La situation des footballeuses iraniennes en Australie prend un tournant inattendu. Zahra Ghanbari, la capitaine de l’équipe féminine de football d’Iran, a retiré sa demande d’asile, rejoignant ainsi plusieurs de ses coéquipières qui avaient également fait ce choix. Cette décision a été annoncée par les médias d’État iraniens ce dimanche 15 mars.

EN BREF

  • Zahra Ghanbari et d’autres footballeuses iraniennes retirent leurs demandes d’asile en Australie.
  • Le ministre australien de l’Intérieur, Tony Burke, a évoqué des pressions sur les joueuses.
  • Des accusations de menaces pesant sur les sportifs iraniens à l’étranger sont récurrentes.

Quelques heures avant l’annonce de Ghanbari, trois autres membres de l’équipe avaient déjà décidé de retourner en Iran après avoir demandé et obtenu l’asile en Australie. Une autre joueuse avait également suivi cette démarche au cours de la semaine, soulevant des interrogations sur les raisons derrière ces rétractations.

Sept membres de la délégation féminine iranienne, dont six joueuses et un membre du staff, avaient initialement demandé asile en Australie après avoir été qualifiés de « traîtresses en temps de guerre » pour avoir refusé de chanter l’hymne national avant un match de la Coupe d’Asie le 2 mars. Cette situation avait alors suscité une vive émotion tant en Iran qu’à l’international.

Dans un communiqué, Tony Burke, ministre de l’Intérieur australien, a déclaré que les Australiens devraient être fiers d’avoir offert aux footballeuses un espace où elles pouvaient faire l’expérience de véritables choix. Il a également souligné que son gouvernement avait fait tout son possible pour garantir que les joueuses puissent envisager un avenir serein en Australie.

Dans ce contexte, le ministre a rappelé que les décisions des joueuses étaient « incroyablement difficiles », en raison des pressions exercées sur elles par les autorités iraniennes. En effet, plusieurs groupes de défense des droits humains ont dénoncé ces pressions, affirmant que les autorités iraniennes n’hésitaient pas à menacer les sportifs en cas de défection ou de critiques vis-à-vis du régime.

Des médias iraniens ont rapporté plus tôt samedi que deux joueuses de l’équipe nationale et un membre de l’encadrement avaient également retiré leur demande d’asile et se dirigeaient vers la Malaisie. Initialement, Ghanbari et cinq autres joueuses avaient échappé à leur hôtel pour solliciter l’asile dans le pays océanique. Leur décision de revenir en Iran fait écho à la complexité de leur situation, entre espoir d’un avenir meilleur et la pression de leur pays d’origine.

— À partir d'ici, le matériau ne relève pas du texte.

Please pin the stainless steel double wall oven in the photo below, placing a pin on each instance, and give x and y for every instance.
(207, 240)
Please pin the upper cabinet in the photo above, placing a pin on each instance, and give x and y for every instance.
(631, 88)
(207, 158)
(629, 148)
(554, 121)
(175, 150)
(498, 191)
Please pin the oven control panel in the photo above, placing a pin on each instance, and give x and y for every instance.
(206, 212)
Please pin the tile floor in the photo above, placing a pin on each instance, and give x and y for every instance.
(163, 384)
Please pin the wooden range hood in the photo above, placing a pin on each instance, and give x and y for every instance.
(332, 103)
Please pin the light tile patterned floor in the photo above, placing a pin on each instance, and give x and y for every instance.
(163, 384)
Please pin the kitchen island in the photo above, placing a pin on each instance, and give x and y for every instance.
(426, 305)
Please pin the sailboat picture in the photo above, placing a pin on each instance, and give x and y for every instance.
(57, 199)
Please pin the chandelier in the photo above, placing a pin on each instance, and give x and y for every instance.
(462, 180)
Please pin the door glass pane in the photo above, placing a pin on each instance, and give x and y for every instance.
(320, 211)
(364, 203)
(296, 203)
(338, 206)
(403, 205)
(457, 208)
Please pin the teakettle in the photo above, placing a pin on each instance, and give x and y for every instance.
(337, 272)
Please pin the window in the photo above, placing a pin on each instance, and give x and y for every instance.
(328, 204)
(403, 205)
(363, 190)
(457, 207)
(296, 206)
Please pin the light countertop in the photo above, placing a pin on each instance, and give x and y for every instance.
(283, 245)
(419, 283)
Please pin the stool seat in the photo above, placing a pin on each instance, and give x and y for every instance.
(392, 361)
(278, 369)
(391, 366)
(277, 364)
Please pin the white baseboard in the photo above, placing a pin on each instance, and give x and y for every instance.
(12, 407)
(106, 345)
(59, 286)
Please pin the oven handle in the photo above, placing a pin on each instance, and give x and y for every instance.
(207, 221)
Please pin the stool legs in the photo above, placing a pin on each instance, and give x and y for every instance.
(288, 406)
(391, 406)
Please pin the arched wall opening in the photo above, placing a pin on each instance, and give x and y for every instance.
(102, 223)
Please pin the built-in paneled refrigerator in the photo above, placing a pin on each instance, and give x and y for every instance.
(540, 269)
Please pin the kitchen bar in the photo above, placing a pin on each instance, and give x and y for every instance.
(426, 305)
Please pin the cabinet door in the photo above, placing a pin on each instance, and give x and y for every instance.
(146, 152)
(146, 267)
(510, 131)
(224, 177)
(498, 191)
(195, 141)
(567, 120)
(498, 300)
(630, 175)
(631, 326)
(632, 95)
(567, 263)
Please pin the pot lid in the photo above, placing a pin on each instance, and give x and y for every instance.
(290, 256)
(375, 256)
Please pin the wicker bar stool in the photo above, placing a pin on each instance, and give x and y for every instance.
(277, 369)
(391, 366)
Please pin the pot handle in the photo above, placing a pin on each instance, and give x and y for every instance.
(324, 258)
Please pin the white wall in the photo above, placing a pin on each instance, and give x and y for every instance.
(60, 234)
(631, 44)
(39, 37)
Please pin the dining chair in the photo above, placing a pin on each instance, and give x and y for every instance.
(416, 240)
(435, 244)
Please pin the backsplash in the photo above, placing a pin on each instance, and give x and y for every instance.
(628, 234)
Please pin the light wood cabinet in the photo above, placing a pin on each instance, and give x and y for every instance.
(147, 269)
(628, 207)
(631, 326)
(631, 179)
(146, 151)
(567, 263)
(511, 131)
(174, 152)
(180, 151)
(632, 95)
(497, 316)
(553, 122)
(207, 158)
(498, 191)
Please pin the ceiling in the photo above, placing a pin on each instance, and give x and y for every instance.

Mehdi Taj, le président de la Fédération iranienne de football, a affirmé que les joueuses avaient été contraintes de faire défection, soulignant ainsi la gravité des menaces qui pèsent sur les athlètes iraniens. Cette situation met en lumière les défis auxquels sont confrontés les sportifs dans des régimes autoritaires, où le moindre choix peut avoir des conséquences dramatiques sur leur vie et celle de leurs proches.

En somme, les rétractations des demandes d’asile par les footballeuses iraniennes soulèvent des questions cruciales sur la sécurité des athlètes et les pressions exercées par leurs gouvernements. Ce retournement de situation rappelle l’importance de la défense des droits humains et de la liberté d’expression, particulièrement dans les contextes où les voix dissidentes sont étouffées.